Wir blieben im Dunkeln, da aber die Totenkammer, um den Namen einer »brennenden Kapelle« zu verdienen, tageshell erleuchtet war, so erschienen zwei lichte Punkte an dem dicken Getäfel und zeigten genau den Ort an, zu welchem das Auge hineinsehen sollte. Wir näherten uns, indem wir den Atem einhielten, dem Getäfel, legten sorgfältig die Hand darauf, damit es nicht knistern sollte, dann blickten wir durch die Öffnung und sahen folgendes: In einem viereckigen Gemach von mittlerer Größe, das keinen anderen Ausgang als eine nach einer Kapelle führende Tür besaß, lagen drei Matratzen am Boden, und auf den Matratzen lagen die drei Verurteilten, Emanuelo de Deo, Gagliani und Vitagliano. Ihre Füße und Hände staken in eisernen, am Boden befestigten Ringen. Nur waren die Fußringe fest im Boden, während die Handschellen, welche an einer, drei bis vier Fuß langen Kette hingen, den Gefangenen erlaubten, sich auf ihr Bett zu setzen und selbst die Hand zu einer gewissen Höhe zu erheben. Diese drei Matratzen waren an die Wand gelehnt, die eine im Hintergrunde des Zimmers uns gegenüber, die beiden andern uns zur Rechten und Linken. Nur war die zur Rechten liegende, welche dem jungen Emanuele de Deo gehörte, an eine an die Wand gemalte Freske gelehnt, die Christus am Kreuze und Maria zu seinen Füßen kniend darstellte. Vor dieser Freske brannten ungefähr zwanzig Kerzen, die den Gefangenen wie eine feurige Mauer umgaben. Er saß auf seinem Lager, wie das Gemälde oder der Kupferstich – denn ich habe das Gemälde nie gesehen – wie der Kupferstich von Davids Gemälde uns Sokrates darstellt, wie er eben im Begriff ist, den Giftbecher zu trinken. Anstatt des alten Weisen aber mit der gewölbten Stirn, der abgeplatteten Nase, wie er zu den Athenern sagt: »Es war gar nicht der Mühe wert, mir das Leben zu nehmen, Ihr hättet mich nur sterben zu lassen brauchen,« saß hier ein junger Mann mit griechischem Profil, bleichem Teint, flammenden Augen und schwarzem Haar, welches in langen Locken auf seine Schultern herabfloß, denn, wie sein Vater gesagt hatte, hatte sein Haar während der dreijährigen Haft Zeit gefunden, wieder zu wachsen.

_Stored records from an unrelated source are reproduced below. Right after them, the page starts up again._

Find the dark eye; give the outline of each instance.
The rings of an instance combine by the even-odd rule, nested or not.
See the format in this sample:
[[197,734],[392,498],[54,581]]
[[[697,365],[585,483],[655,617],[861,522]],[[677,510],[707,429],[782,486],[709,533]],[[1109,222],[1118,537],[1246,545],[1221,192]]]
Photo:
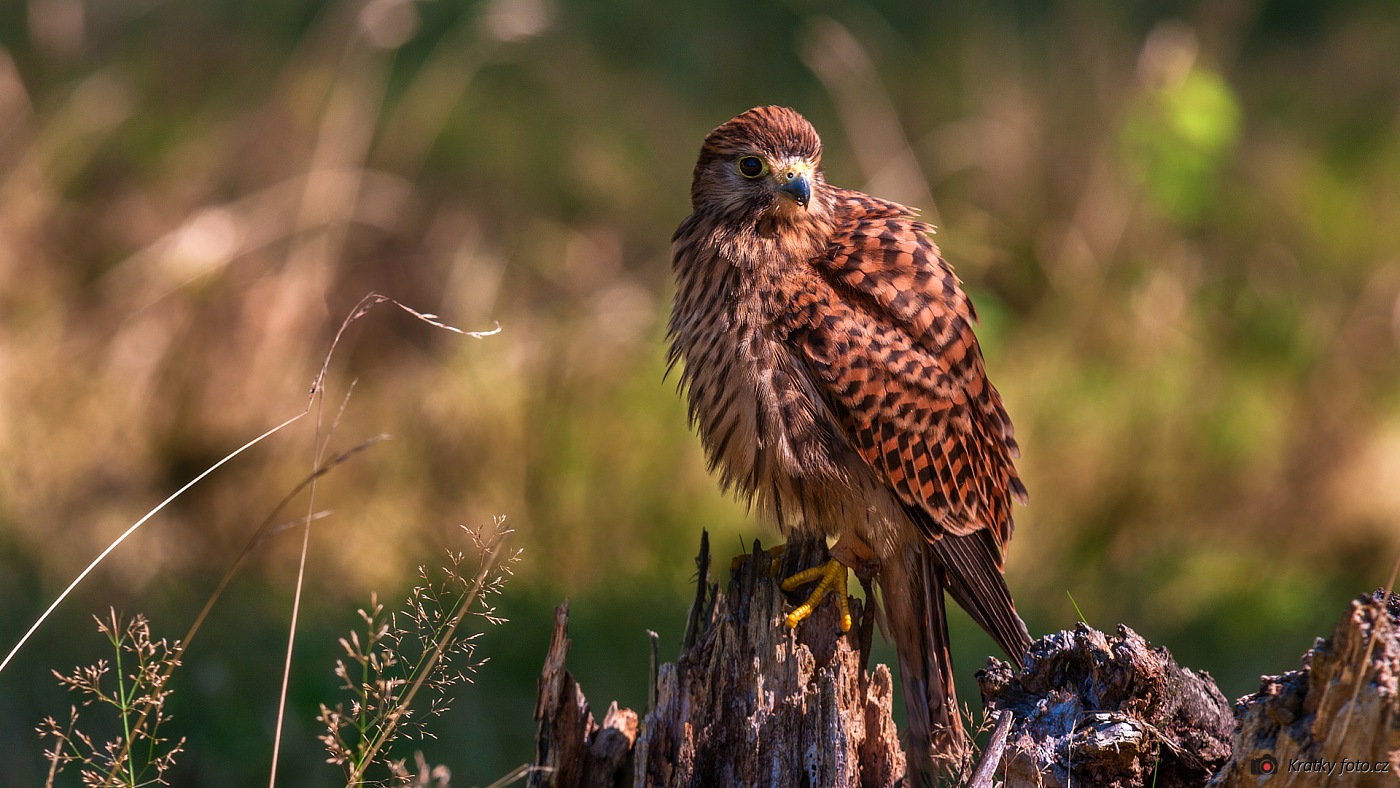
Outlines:
[[757,178],[764,171],[767,171],[767,167],[763,167],[763,160],[756,155],[746,155],[739,160],[739,175],[745,178]]

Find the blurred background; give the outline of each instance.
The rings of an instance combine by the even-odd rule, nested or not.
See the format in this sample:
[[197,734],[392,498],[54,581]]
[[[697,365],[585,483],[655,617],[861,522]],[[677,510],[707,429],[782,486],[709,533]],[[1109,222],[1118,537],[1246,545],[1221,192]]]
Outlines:
[[[707,477],[662,372],[700,141],[784,104],[832,182],[924,209],[981,312],[1032,633],[1077,603],[1253,691],[1400,551],[1397,52],[1393,0],[6,3],[0,647],[300,413],[379,291],[501,332],[381,308],[330,360],[332,411],[356,382],[332,451],[392,439],[318,487],[280,784],[342,781],[315,714],[356,607],[497,514],[524,549],[510,621],[400,756],[455,785],[528,761],[566,596],[595,711],[644,708],[700,529],[721,567],[777,540]],[[6,784],[42,784],[34,725],[69,708],[50,669],[104,655],[91,616],[181,637],[315,438],[218,470],[59,607],[0,673]],[[175,675],[175,784],[266,781],[300,543],[259,547]],[[953,627],[976,703],[994,645]]]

Ich weiß nicht, welches Gefühl des Mitleids oder der Bewunderung der Anblick des jungen Emanuele der Königin einflößte; was mich betraf, so kehrten meine Augen, nachdem ich einen Blick auf seine Gefährten geworfen, wieder zu ihm zurück, um ihn nicht wieder zu verlassen. Ein Maler hätte ein prachtvolles Bild schaffen können, wenn er diesen jungen Mann dargestellt hätte, der von den ihn umgebenden Kerzen beleuchtet ward, an eine Matratze zu Füßen der Freske, an die er sein Haupt lehnte, gefesselt war, nur mit einem schwarzen Beinkleide bekleidet, den Kragen auf die Schultern zurückgeschlagen, das Hemd auf der Brust offen. So sprach er mit seinen Gefährten über Tod und Unsterblichkeit. Er war wirklich wunderschön und man hätte ihn für den heiligen Johannes, den Lieblingsjünger des Herrn, halten können, hätte er nicht schwarzes Haar an Stelle der blonden Locken gehabt, die Leonardo da Vinci, der unsterbliche Maler des »heiligen Abendmahls«, dem Jünger gibt.